In his Monday announcement on Truth Social involving Venezuela, the president cited "numerous reasons" for what he called a "secondary tariff."

He accused Venezuela of "purposefully and deceitfully" sending "undercover, tens of thousands of high level, and other, criminals" to the United States.

He added in his post that "Venezuela has been very hostile to the United States and the Freedoms which we espouse."

According to Trump's order, the 25 percent tariff expires a year after the last date that a country has imported Venezuelan oil -- or sooner if Washington decides so.

Trump's announcement comes as the deportation pipeline between the United States and Venezuela was suspended last month when he claimed Caracas had not lived up to a deal to quickly receive deported migrants.

Venezuela subsequently said it would no longer accept the flights.

But Caracas said Saturday it had reached agreement with Washington to resume repatriations after which nearly 200 Venezuelan citizens were deported from the United States via Honduras.

Separately Monday, the Trump administration extended US oil giant Chevron's deadline to halt its operations in Venezuela through May 27.

The company had been operating in Venezuela under a sanctions waiver.

- Tariff 'breaks'? -

Trump's latest move adds to tariffs he has vowed would start on or around April 2.

Besides reciprocal tariffs, he has promised sweeping sector-specific duties hitting imported automobiles, pharmaceuticals and semiconductors.

As things stand, however, his plans for the day might become more targeted.

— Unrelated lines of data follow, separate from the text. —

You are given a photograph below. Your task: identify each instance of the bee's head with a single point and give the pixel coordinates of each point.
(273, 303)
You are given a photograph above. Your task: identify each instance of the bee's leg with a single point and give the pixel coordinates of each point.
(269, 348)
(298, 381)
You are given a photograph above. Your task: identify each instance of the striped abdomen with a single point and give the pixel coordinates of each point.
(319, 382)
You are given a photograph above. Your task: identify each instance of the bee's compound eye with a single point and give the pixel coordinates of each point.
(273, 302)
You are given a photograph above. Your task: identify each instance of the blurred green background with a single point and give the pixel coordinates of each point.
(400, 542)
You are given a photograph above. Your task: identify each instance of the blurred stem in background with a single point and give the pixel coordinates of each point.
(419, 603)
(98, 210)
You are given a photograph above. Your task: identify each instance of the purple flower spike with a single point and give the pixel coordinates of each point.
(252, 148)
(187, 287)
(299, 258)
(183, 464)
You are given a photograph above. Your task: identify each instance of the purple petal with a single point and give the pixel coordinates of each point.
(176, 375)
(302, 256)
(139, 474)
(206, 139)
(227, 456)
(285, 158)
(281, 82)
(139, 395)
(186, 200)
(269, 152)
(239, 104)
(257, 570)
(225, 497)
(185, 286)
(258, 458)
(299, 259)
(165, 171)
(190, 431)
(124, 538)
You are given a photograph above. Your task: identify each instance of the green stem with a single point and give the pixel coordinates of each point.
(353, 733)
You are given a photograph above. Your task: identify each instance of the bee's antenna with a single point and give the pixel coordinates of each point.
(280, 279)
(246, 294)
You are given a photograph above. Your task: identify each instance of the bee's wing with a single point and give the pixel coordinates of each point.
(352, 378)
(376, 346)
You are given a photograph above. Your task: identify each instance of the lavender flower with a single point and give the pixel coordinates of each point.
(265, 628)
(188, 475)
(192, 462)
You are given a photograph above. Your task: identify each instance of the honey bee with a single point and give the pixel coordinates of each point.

Sector-specific tariffs "may or may not happen April 2," a White House official told AFP, adding that the situation is "still fluid."

The official reaffirmed that reciprocal tariffs would take place.

But Trump told reporters Monday he might "give a lot of countries breaks" eventually, without elaborating.

He separately added that he would announce car tariffs "very shortly" and those on pharmaceuticals later down the line.

US partners are furthering talks with Washington as deadlines loom, with EU trade chief Maros Sefcovic heading to the country Tuesday to meet his counterparts -- Commerce Secretary Howard Lutnick and trade envoy Jamieson Greer.

Hopes of a narrower tariff rollout gave financial markets a boost.

Treasury Secretary Scott Bessent told Fox Business' Maria Bartiromo last week that Washington would go to trading partners with an indication of where tariff levels and non-tariff barriers are.

If countries stopped their practices, Bessent added, they could potentially avoid levies.

In the same interview, Bessent noted that levies would be focused on about 15 percent of countries who have trade imbalances with the United States, dubbing these a "dirty 15."